Running on slop fumes. Hungry for more.
My colleagues and clients are using AI.
Good.
My colleagues and clients are using AI, and it’s creating more work for me.1
Less good.
My brain struggles to latch on to a lot of the information that they’re sharing and I’ve been trying to think of why this is the case.
Here’s my running hypothesis.
AI removes the narrative threads from our documents, from our notes, and from our presentations. Everything gets replaced with well-timed fragments and sentence blips.
When I realize something has been created with AI, I start to think about whether the person actually made an effort.
I think about the person instead of the content. I think about the person while I’m trying to digest the content.
Bullet point lists and sentence blips punch (list) my brain and fail to stick in my memory. Nothing gets eaten. Nothing gets digested. Informationally speaking.
I skip down a few bullets or sentences and then back up three more, not remembering what I’ve read. When I can’t remember what I’ve read, I’m not sure what to do with it… and probably end up re-doing it.
Lists are how we forget.
As I watch an increasing number of the people around me use AI to communicate for whatever reasons, and as I sense my own attention (and tolerance) for it waning, I can’t help but wonder:
How will we share important information with one another in the future?

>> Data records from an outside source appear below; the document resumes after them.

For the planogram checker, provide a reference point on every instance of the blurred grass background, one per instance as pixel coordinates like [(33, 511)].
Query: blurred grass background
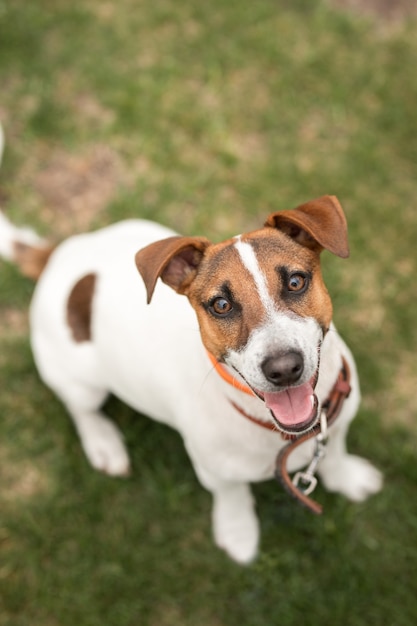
[(207, 116)]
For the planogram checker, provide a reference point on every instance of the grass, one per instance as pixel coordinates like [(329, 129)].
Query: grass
[(207, 116)]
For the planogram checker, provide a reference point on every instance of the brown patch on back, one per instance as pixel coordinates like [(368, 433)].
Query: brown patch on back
[(31, 260), (80, 306)]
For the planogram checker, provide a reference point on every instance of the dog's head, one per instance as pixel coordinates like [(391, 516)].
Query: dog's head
[(260, 300)]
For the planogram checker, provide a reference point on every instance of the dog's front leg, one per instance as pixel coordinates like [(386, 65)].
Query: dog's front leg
[(348, 474), (235, 523)]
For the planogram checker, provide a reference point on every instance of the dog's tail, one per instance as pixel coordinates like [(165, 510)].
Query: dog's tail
[(22, 246)]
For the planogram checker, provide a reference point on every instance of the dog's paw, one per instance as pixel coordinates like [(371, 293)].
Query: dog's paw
[(354, 477), (236, 530), (104, 448)]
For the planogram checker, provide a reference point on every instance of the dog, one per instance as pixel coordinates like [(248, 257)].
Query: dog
[(236, 329)]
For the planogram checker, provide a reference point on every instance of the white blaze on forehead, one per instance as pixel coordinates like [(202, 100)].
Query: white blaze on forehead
[(249, 260)]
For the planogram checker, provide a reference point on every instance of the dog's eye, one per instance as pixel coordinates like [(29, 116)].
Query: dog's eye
[(221, 306), (297, 282)]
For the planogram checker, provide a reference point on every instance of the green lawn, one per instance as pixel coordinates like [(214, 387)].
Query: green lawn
[(207, 116)]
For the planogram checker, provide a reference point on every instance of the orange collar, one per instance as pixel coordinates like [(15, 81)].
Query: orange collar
[(223, 373)]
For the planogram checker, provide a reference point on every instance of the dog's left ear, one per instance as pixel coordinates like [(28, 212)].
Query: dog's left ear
[(175, 260), (317, 224)]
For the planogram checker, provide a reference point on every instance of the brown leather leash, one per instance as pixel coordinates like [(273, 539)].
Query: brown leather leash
[(330, 411)]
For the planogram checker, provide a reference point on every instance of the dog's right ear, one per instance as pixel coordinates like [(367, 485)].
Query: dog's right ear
[(175, 260)]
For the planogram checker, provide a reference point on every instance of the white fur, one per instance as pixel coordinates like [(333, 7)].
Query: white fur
[(152, 357), (249, 260)]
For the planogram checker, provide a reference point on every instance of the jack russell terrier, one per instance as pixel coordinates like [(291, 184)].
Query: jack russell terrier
[(247, 357)]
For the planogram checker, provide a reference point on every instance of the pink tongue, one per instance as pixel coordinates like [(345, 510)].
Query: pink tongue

When will we pivot back to telling stories that keep our attention and help us remember?
When I typed this sentence, I had corporate intentions, so to speak, but it feels like a much meatier Human Problem.

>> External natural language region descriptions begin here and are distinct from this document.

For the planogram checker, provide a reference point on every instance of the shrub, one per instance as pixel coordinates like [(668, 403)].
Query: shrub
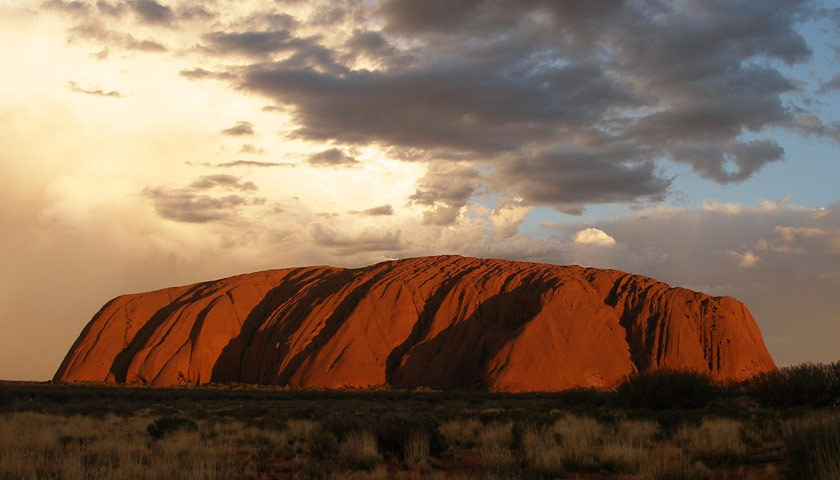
[(323, 445), (393, 434), (579, 437), (168, 425), (358, 450), (5, 399), (497, 460), (463, 433), (814, 451), (662, 389), (715, 442), (542, 453), (417, 452), (817, 385)]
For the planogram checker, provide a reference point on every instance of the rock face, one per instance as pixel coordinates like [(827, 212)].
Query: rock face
[(443, 322)]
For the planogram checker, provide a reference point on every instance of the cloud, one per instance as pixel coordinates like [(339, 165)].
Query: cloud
[(195, 204), (208, 182), (252, 163), (200, 73), (250, 43), (345, 245), (152, 12), (240, 129), (593, 236), (189, 207), (831, 85), (98, 92), (445, 189), (507, 218), (542, 92), (331, 158), (569, 180), (249, 148), (95, 31), (513, 84), (382, 210), (747, 259)]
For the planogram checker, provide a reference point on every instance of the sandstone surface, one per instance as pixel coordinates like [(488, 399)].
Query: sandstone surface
[(441, 322)]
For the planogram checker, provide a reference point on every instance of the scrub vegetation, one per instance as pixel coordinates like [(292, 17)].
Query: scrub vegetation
[(646, 428)]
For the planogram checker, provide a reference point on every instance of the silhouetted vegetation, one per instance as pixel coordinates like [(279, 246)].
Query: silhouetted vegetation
[(666, 389), (814, 450), (168, 425), (655, 425), (817, 385)]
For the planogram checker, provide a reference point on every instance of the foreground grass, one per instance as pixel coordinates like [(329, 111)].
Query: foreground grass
[(108, 432)]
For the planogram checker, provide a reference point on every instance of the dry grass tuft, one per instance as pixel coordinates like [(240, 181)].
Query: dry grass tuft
[(462, 433), (417, 456), (359, 450), (579, 438), (542, 453), (34, 445), (717, 441), (497, 459)]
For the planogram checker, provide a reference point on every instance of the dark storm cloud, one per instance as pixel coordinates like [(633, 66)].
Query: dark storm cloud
[(225, 181), (614, 86), (331, 158), (251, 163), (478, 106), (716, 162), (249, 148), (382, 210), (200, 73), (97, 32), (374, 46), (77, 8), (152, 12), (344, 245), (502, 82), (98, 92), (831, 85), (300, 51), (250, 43), (569, 180), (240, 129), (444, 189), (183, 205), (195, 203)]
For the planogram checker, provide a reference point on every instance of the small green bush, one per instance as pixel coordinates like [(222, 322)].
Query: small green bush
[(5, 399), (168, 425), (323, 445), (812, 384), (814, 451), (663, 389), (393, 433)]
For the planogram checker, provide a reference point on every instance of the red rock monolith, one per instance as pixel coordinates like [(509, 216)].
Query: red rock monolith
[(439, 322)]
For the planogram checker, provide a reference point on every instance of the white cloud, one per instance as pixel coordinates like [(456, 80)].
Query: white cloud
[(593, 236), (508, 218), (747, 259)]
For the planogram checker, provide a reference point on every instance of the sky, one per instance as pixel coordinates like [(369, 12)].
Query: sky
[(149, 144)]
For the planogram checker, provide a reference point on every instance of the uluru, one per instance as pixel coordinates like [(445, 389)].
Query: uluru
[(439, 322)]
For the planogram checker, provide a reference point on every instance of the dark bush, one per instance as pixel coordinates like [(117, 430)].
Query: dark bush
[(392, 434), (342, 425), (323, 445), (813, 452), (817, 385), (662, 389), (168, 425), (5, 399)]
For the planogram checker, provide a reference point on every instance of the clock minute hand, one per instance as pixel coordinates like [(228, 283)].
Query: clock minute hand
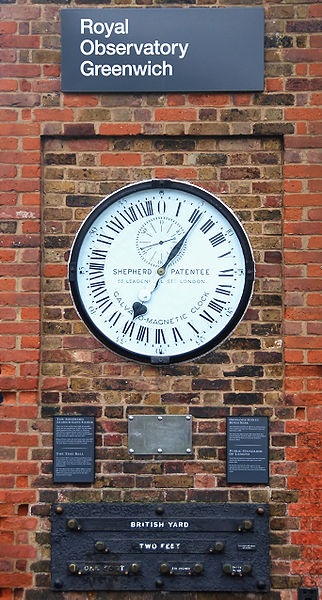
[(139, 308), (175, 250)]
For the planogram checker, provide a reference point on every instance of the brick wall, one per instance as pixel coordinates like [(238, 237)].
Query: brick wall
[(60, 155)]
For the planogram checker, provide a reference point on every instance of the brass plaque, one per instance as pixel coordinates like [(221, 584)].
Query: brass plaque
[(160, 434)]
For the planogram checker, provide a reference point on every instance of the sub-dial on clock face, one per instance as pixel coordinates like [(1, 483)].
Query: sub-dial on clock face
[(156, 238), (161, 271)]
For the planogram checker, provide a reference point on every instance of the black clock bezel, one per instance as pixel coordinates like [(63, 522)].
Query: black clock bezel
[(200, 193)]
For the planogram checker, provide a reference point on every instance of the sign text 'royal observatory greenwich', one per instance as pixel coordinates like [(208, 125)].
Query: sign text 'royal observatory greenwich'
[(163, 50)]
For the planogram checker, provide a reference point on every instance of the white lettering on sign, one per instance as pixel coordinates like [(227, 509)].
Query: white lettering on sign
[(153, 546), (89, 69), (156, 48), (89, 27), (159, 524), (95, 46)]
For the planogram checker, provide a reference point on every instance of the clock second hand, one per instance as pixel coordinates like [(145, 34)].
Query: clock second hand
[(139, 308)]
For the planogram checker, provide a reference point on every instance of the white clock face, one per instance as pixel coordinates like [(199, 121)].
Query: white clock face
[(161, 271)]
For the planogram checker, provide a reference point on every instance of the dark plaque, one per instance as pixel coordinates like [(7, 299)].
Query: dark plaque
[(167, 547), (162, 49), (247, 450), (74, 449)]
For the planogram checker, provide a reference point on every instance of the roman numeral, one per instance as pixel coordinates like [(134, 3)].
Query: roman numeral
[(114, 318), (128, 328), (98, 287), (217, 305), (223, 289), (159, 336), (115, 225), (195, 216), (105, 239), (192, 327), (176, 334), (207, 226), (99, 254), (217, 239), (226, 272), (143, 334), (96, 270), (147, 208), (129, 215), (205, 315), (105, 302)]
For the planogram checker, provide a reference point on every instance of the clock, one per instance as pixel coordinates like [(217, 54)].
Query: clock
[(161, 271)]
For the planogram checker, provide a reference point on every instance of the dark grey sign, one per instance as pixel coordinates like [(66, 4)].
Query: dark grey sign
[(247, 450), (74, 449), (163, 49), (167, 547)]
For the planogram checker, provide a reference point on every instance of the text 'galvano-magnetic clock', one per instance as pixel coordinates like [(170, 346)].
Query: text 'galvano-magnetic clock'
[(161, 271)]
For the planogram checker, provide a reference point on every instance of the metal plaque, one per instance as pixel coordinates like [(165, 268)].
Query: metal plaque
[(171, 547), (247, 450), (74, 449), (160, 434), (162, 49)]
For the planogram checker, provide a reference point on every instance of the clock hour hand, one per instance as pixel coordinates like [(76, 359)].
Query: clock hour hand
[(139, 308), (175, 250)]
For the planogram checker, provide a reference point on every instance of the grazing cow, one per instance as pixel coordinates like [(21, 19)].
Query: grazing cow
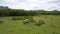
[(1, 21), (26, 21), (42, 21)]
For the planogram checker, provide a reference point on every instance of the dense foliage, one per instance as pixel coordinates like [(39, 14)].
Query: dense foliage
[(21, 12)]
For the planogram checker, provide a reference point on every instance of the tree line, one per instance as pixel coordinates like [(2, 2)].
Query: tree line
[(21, 12)]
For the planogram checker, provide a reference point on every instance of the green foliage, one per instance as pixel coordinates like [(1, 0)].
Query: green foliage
[(17, 12)]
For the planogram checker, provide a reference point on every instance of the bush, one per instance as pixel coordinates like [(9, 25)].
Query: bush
[(17, 18)]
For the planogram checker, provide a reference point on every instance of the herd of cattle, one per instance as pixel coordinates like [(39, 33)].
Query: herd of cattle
[(26, 21)]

The enshittification of prose via AI has already started to fragment social communities.
Robin Moffatt made this point; more specifically, that AI slop is strangling Reddit threads and Slack channels: “AI slop is driving up the noise, and making the signal more and more difficult to discern in communities.”
Slop up. Signal down.
Communities crumble.
(Lazy) AI content creation shifts a productivity gain to a cost transfer, from the creator to the consumer.
To be sure, the fix is to not not use AI. (Would AI have plagued you with a double negative like this? I think not. You’re welcome.)
The fix is don’t ship shi* raw AI output.
So many of us have expectations that AI will automagically yield, or should automagically yield, the content outputs we want.
I don’t think we have quite the right mental models around the fact that AI tools help us accelerate, but they don’t fully take over the wheel.
AI speeds up content creation, but complete autopilot comes at a cost. Need we reference early self-driving vehicles.
This time the crash (and burn) is literary, attentional, and reputational.
I was weirdly delighted to learn that this had already been termed. Brandolini’s Law aka the Asymmetry of Bullshit states: “The amount of energy needed to refute bullshit is an order of magnitude bigger than that needed to produce it.”